Airbnb CEO Brian Chesky said he was “absolutely” willing to share information about dangerous ads with rival short-term rental providers to help protect users from violent crime.
In a recent interview on Bloomberg TV, Chesky said Airbnb is already communicating with other platforms about party house announcements, but companies could “of course go further” to include properties they judge. dangerous.
If implemented, such cooperation would see Airbnb, Expedia Group Inc.’s Vrbo, and other rental companies disclosing information about properties they banned after violent crimes were committed there, in order to ” prevent ads from appearing on other platforms.
“Anything we can do to help people feel that Airbnb is a safe community,” is something the company wants to prioritize, said Chesky.
Earlier this year, Bloomberg reported on a series of stories about violent crime occurring inside Airbnb properties, including the death of Lauren Kassirer. The 35-year-old New York high school teacher was found naked, bruised and unconscious at an Airbnb property on Mexico’s Yucatan Peninsula in 2018. After Kassirer’s death, Airbnb permanently banned the villa she said. had rented – and its host – – the listing on the platform.
However, Airbnb did not notify other short-term rental providers of the announcement, and it was only after the article was published that Expedia learned of what had happened and made a decision. removed the ad from its platform.
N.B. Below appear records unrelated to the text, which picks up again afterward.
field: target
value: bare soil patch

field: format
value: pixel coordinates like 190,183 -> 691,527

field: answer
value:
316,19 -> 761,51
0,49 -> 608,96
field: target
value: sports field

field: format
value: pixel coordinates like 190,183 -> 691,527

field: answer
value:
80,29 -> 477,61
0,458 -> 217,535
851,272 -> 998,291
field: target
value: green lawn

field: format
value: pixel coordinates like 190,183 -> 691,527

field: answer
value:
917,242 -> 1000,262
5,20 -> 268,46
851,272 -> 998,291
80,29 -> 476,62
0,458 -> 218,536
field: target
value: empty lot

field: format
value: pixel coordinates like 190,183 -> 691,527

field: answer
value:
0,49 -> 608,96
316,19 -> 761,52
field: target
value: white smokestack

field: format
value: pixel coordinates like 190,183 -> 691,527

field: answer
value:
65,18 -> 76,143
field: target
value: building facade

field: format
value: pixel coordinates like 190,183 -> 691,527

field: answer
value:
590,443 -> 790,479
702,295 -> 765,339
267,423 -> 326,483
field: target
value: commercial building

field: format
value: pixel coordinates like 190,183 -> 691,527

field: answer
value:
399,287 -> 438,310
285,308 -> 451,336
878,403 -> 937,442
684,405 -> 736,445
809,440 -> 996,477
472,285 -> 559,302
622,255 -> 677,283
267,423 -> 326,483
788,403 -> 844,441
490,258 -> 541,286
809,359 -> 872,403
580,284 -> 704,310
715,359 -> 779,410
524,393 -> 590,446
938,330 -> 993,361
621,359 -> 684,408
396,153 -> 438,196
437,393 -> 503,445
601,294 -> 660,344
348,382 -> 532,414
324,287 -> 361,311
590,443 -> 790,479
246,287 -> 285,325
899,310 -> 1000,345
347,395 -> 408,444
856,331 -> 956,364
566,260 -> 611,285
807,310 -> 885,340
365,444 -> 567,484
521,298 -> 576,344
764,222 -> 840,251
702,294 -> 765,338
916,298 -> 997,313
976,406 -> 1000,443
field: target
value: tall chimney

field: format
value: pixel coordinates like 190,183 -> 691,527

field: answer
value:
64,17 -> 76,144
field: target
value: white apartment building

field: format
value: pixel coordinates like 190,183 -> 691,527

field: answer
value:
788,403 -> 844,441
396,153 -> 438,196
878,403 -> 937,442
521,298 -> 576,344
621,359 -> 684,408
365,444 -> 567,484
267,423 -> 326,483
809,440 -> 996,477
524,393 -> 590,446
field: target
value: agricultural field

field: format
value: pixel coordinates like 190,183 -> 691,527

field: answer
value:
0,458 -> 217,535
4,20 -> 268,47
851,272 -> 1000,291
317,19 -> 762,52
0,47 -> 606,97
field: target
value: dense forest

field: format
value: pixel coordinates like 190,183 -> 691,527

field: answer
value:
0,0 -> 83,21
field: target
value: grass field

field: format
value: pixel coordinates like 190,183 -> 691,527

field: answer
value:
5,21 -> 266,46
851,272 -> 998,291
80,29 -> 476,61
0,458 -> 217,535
“The safety of travelers and the community is most important to us, period, and so if that means expanding the reach of the information we share with others, we will look at those opportunities,” said a spokesperson for Expedia.
In June, rival companies agreed to start sharing information about repeat party house offenders after the pandemic forced bars and nightclubs to close, leading promoters to start booking houses on platforms to hold events. events with live DJs and bottle service. The parties have frustrated neighbors, spread the virus and, in some cases, led to fatal shootings.
The companies have launched a community integrity program to prevent repeat offenders who are written off from one platform from moving to another. “One platform cannot solve this problem,” the companies said at the time. “It takes an industry-wide effort.”
In the interview, Chesky also spoke about the future of travel, saying the flexibility of remote working now enjoyed by employees is changing the look of travel in the coming years.
“It’s the worst technology of our lives – it will only get better,” he said. “The world is going to keep getting more flexible, people are going to keep having more options, and we’re going to start living in a world where all you have to believe is people don’t go back to the office. five days a week and some business travel is limited. “
Chesky expects three-day weekends to become more common and rental stays to grow longer. About half of Airbnb’s bookings last more than a week and a fifth last a month or more, he said.
Despite Wall Street analysts’ higher estimates for second-quarter bookings, the company said in August that third-quarter bookings would be below 2019 levels as the delta variant weighs on suspicious travelers.
Despite the virus issues, Chesky sees travel, life and work intermingle, ultimately giving employees more autonomy.
“The reason travel doesn’t go back to how it was before is because the world doesn’t go back to how it was before,” he said. “We used to live in one place, work in another, and travel in a third place. Now all of these places are one place, and this place can be anywhere we want.”